Picture seven shows Mike buffing the freshly sanded paint to bring up the gloss. Buffing performs the same function as wet sanding, but it works at a much finer level. Using polishing compounds and the buffer/polisher, Mike gradually works out the sanding marks left by the wet sanding process. Mike will go through several progressively finer compounds until he finally reaches the liquid like gloss that is the High Performance Finish.
Pictures eight and nine show the same fenders, the same paint, as you saw in the booth yesterday, but look at the difference in the reflections. This is the difference in our regular workaday finish and the High Performance Finish. Sure, our everyday finish has a brilliant shine … a shine that looks pretty good … until you compare it to our High Performance Finish. Then the difference is clear. Only the High Performance Finish has those razor sharp reflections, and that can only be achieved by wet sanding.
While Mike worked away wet sanding the fenders and I was busy painting the hood and fender wells, Jordan was busy sanding on the trunk lid. You can see him working away, sanding with both hands in picture ten. We needed to get the underside of the trunk sanded before it could go into the booth for paint.
Unlike the underside of the hood, the underside of the trunk lid will be painted the same color as the body of the car. After the paint on the hood and fender wells had a chance to dry enough so we could move them out of the booth, the truck lid and doors would be moved into the booth for paint.
As Mike continued wet sanding and polishing the fenders, and the hood and fender wells finished drying outside the booth, the trunk lid and doors were place in the booth. The inside of the doors were painted yesterday so those areas were carefully masked to protect the painted areas from over-spray. Picture eleven shows the doors all taped up and ready for paint.
Picture twelve shows the base coat, the red in this case, going onto one of the doors. The base cost is sprayed on in several thin layers so the panel achieves full coverage, but without runs.
The Chevelle is being painted using a two stage paint system. That means the base coat, the color layer if you will, is sprayed on first. This layer has almost zero gloss. Its sole purpose is to provide the color for the finish. Where a single stage paint will dry to a glossy finish, pictures thirteen and fourteen shows how the base coat dries nearly flat.
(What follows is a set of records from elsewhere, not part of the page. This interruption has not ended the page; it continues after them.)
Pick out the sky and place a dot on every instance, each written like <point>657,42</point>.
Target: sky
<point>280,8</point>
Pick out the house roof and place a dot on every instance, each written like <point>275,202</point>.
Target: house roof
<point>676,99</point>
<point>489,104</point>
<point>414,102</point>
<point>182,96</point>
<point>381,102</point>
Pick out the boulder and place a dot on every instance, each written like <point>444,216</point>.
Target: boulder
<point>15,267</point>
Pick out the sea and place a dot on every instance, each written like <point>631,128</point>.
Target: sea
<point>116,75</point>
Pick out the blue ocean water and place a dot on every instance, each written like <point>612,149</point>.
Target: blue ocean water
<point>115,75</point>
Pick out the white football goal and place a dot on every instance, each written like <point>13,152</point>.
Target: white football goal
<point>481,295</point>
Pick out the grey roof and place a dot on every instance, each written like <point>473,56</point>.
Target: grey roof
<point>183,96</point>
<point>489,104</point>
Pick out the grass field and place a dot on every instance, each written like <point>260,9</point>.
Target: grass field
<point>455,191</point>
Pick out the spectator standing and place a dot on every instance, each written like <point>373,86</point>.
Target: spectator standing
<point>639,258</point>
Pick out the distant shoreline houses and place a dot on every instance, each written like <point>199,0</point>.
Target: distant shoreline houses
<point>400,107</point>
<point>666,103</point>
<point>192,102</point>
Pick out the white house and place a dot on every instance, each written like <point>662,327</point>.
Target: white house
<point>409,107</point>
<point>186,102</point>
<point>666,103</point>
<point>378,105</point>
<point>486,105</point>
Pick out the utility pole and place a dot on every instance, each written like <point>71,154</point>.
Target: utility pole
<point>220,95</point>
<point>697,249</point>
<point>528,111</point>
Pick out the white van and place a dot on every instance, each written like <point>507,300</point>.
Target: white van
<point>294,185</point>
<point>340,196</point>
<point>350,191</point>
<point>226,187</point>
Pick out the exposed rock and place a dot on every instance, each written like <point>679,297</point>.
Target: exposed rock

It is picture fifteen, the application of the clear coat, where the magic happens in a two stage paint system. The clear coat not only provide a tough protective barrier for the base coat underneath, it is also the clear coat that provides the zip, zing and pow to the finish.
Look at the last two photos, numbers sixteen and seventeen and compare them to pictures thirteen and fourteen, the same panel before the clear coat has been applied. The difference is obvious. The panels have more depth, more luster, more … pizzazz … after the clear coat.
If these panels were going on someone’s daily driver they would be ready to go after the clear coat had dried. And they would look good too, at least as good if not a little better than the factory paint. But these panels are not going on a daily driver, but rather they are going on someone’s pride and joy. As such, just like the fenders before them, they will be kicked up a notch, bumped up from merely looking great to looking fantastic.
A car like this, after all, deserves nothing less.